Ифань пожимает плечами.
— Можно я тебя потрогаю?
— Трогай. — Неожиданно, но это дается Ифаню легче, чем он когда-либо представлял. Прикосновения других людей — людей, которые видели в нем Чудище, — ему никогда не нравились, но он хотел узнать, как это — чувствовать кожей чужой восторг и нежность.
Чанёль подходит к нему в два резких шага, встряхивает руками, чтобы успокоиться, и осторожно, не веря ни своим глазам, ни своим подрагивающим пальцам, касается щеки Ифаня. Вздрагивает и отдергивает руку.
— Горячий, — шепчет на выдохе.
— Не настолько, чтобы обжечься. Не бойся. — Ифань смелеет настолько, что берет Чанёля за руку и прижимает его ладонь к своему лицу.
— Как печка. Как ты с этим живешь?
— Обходясь без отопления зимой.
Чанёль настолько ошарашен, что принимает подобный ответ с полной серьезностью.
— А что врачи говорят? Это не опасно?
— Абсолютно.
— Ты с этим родился?
— Не совсем. — Ифань отнимает руку Чанёля от лица, отпускает ее не без сожаления и возвращается к столу, заваленному тетрадями. — Уже поздно, и тебе, наверное, пора домой.
— Выгоняешь?
— Выгоняю. Но если хочешь, можешь прийти завтра: сыграю тебе кое-что из новенького.
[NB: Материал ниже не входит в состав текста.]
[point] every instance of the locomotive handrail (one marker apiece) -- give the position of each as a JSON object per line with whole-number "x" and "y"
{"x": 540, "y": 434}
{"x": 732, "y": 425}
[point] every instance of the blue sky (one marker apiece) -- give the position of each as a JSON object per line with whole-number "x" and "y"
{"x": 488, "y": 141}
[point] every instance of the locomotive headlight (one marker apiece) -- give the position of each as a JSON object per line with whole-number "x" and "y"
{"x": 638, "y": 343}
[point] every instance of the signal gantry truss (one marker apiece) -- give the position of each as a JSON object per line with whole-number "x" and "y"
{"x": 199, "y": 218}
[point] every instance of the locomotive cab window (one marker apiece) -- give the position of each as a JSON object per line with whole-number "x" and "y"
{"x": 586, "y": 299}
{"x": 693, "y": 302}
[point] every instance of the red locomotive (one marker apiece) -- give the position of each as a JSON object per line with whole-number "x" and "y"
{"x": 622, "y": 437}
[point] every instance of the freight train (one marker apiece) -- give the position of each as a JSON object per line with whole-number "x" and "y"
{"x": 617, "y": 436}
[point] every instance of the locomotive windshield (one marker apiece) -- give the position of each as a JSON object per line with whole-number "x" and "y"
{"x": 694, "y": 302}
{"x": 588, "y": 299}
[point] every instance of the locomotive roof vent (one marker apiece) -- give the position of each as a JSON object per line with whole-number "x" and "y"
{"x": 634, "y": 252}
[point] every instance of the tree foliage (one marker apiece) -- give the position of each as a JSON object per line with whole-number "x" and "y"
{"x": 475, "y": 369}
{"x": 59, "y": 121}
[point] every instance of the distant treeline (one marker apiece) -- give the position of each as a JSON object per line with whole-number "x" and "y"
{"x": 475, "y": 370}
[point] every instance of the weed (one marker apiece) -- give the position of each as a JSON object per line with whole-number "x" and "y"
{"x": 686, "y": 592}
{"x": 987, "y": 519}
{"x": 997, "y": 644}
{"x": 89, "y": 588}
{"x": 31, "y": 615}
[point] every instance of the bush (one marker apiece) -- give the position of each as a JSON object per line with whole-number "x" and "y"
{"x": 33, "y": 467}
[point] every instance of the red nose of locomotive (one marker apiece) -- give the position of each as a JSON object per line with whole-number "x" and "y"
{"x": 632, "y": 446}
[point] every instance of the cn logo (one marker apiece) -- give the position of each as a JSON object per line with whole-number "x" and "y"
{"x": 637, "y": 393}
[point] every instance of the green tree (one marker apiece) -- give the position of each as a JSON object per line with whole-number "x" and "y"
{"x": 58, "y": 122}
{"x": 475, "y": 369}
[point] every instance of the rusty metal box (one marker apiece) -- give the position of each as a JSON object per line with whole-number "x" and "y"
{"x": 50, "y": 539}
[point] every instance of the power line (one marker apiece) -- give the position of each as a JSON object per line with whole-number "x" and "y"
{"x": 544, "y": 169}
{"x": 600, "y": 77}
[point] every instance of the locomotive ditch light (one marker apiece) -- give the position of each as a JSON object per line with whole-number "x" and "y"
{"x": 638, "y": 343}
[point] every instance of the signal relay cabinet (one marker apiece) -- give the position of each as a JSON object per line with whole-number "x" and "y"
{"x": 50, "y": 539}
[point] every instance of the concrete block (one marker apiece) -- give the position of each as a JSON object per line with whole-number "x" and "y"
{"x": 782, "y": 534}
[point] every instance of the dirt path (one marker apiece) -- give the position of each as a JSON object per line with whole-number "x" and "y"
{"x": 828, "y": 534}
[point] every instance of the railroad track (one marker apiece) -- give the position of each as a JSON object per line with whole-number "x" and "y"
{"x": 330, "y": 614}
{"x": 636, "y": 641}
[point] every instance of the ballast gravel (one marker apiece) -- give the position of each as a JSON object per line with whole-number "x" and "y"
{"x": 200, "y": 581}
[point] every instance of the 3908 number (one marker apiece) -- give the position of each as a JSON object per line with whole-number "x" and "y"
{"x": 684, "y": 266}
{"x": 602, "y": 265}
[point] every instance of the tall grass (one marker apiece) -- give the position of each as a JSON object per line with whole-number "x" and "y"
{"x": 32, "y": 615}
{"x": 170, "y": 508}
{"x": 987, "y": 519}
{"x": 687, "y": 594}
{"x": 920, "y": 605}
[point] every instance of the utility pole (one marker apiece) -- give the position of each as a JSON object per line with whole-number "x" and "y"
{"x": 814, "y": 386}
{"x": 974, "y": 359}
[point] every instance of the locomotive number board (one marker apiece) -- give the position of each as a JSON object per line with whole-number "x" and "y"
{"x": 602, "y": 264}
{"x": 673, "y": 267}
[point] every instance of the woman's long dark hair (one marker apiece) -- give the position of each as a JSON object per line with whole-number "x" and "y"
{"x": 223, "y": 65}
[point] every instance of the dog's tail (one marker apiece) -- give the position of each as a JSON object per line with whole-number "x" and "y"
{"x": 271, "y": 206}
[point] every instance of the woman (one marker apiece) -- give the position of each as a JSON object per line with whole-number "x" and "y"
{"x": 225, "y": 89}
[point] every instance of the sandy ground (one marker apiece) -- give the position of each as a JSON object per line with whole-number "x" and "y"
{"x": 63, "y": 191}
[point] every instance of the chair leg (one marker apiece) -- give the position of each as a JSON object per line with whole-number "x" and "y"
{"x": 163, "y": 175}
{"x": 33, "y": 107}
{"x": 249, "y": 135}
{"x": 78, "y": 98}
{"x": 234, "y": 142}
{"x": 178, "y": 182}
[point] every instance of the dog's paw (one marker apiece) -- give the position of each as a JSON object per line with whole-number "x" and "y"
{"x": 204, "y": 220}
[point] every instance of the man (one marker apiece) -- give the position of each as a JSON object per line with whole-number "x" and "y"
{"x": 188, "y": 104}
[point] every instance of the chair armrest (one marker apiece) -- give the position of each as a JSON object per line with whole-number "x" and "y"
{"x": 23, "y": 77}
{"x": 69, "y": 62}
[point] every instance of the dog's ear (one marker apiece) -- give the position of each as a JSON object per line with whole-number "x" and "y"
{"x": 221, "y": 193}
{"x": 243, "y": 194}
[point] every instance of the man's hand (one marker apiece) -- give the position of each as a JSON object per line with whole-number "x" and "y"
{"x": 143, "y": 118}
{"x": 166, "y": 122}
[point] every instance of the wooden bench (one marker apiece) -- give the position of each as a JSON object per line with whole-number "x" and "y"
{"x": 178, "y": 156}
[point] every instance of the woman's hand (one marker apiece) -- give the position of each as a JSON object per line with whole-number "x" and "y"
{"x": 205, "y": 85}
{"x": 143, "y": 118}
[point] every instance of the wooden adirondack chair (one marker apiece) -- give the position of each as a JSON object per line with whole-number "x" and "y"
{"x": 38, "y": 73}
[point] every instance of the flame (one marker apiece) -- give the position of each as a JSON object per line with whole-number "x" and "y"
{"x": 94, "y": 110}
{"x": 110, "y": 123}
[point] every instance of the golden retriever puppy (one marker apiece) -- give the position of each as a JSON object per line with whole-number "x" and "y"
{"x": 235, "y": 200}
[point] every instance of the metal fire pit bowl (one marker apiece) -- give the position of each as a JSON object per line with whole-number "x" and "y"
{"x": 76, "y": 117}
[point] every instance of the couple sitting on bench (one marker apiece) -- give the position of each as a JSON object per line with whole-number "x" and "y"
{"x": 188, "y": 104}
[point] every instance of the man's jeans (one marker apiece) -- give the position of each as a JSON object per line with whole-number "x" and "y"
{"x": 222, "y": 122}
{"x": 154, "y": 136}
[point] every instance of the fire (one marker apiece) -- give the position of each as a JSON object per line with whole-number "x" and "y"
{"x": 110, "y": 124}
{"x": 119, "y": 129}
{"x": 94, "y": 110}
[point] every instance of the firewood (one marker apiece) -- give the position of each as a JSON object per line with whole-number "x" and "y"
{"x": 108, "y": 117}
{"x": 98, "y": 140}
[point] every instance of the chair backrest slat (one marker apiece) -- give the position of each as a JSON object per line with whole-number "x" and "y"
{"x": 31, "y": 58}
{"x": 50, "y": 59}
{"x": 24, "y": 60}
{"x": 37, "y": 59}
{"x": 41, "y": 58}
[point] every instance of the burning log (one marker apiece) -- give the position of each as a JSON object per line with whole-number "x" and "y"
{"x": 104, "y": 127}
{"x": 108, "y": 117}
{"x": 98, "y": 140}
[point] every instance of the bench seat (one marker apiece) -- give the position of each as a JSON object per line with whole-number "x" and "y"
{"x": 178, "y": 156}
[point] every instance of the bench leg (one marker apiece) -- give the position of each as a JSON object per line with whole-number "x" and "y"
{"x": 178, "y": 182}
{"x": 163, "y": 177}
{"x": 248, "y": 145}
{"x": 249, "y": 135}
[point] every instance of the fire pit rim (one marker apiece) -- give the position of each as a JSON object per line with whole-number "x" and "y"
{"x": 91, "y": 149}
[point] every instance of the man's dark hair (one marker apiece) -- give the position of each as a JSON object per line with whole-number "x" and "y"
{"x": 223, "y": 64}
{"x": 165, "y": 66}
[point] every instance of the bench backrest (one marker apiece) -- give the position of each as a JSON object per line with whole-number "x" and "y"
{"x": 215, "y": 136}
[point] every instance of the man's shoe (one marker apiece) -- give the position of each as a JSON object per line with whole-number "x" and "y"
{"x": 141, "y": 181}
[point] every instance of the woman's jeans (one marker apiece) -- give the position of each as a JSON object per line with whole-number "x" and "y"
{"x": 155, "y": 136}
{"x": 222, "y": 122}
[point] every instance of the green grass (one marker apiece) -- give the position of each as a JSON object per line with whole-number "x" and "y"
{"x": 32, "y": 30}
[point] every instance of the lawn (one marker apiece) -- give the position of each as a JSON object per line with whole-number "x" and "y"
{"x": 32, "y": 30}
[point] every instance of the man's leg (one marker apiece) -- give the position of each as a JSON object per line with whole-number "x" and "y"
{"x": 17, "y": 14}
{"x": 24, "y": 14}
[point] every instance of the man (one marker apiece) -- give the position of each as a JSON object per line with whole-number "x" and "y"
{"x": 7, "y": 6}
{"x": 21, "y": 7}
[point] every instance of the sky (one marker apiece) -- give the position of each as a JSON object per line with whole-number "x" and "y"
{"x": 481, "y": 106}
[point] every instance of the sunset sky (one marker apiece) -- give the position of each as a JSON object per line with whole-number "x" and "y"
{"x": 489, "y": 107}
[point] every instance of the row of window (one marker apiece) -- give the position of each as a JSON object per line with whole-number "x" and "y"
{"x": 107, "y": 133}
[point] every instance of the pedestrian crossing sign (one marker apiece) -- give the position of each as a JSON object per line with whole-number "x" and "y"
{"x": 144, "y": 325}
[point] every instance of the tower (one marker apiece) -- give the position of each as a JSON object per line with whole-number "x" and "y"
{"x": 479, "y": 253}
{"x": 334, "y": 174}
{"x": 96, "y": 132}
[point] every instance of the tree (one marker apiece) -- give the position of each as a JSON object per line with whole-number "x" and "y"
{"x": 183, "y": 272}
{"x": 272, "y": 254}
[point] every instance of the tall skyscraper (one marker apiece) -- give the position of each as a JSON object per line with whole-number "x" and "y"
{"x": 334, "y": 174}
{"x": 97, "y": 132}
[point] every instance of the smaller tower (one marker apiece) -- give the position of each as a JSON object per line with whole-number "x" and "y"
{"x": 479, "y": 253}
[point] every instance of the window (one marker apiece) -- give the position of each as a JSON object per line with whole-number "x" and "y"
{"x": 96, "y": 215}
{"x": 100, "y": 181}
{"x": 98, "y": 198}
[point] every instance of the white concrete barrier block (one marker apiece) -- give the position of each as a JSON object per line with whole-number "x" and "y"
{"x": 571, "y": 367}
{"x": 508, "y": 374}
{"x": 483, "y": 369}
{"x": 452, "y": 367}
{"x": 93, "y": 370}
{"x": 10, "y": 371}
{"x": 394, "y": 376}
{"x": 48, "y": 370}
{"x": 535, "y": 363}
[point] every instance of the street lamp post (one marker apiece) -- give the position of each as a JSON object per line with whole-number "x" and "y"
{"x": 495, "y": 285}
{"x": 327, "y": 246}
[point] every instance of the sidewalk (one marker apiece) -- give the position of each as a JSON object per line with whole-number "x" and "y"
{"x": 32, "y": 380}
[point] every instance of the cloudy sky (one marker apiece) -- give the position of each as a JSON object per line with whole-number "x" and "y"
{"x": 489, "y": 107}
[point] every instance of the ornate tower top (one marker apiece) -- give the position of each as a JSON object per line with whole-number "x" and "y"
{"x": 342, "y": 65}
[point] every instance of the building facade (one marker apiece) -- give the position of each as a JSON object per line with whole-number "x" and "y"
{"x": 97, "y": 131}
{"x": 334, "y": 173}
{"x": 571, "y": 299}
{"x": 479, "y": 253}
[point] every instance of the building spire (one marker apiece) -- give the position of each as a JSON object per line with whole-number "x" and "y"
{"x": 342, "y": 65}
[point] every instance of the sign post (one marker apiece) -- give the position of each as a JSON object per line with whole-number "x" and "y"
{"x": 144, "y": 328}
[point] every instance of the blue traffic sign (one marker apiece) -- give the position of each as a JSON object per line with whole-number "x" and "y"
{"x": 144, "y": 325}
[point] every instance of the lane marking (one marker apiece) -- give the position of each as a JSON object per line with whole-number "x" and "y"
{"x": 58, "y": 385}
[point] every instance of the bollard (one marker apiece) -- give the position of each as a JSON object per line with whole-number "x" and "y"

Чанёль, собравшийся было обидеться, расцветает в довольной улыбке. Он прощается с Ифанем тепло, просит не болеть и говорит, что завтра обязательно придет. И Ифань знает, что придет. Не сможет не прийти. Как он не сможет не сыграть ему все пьесы мира, сколько бы за это не пришлось заплатить.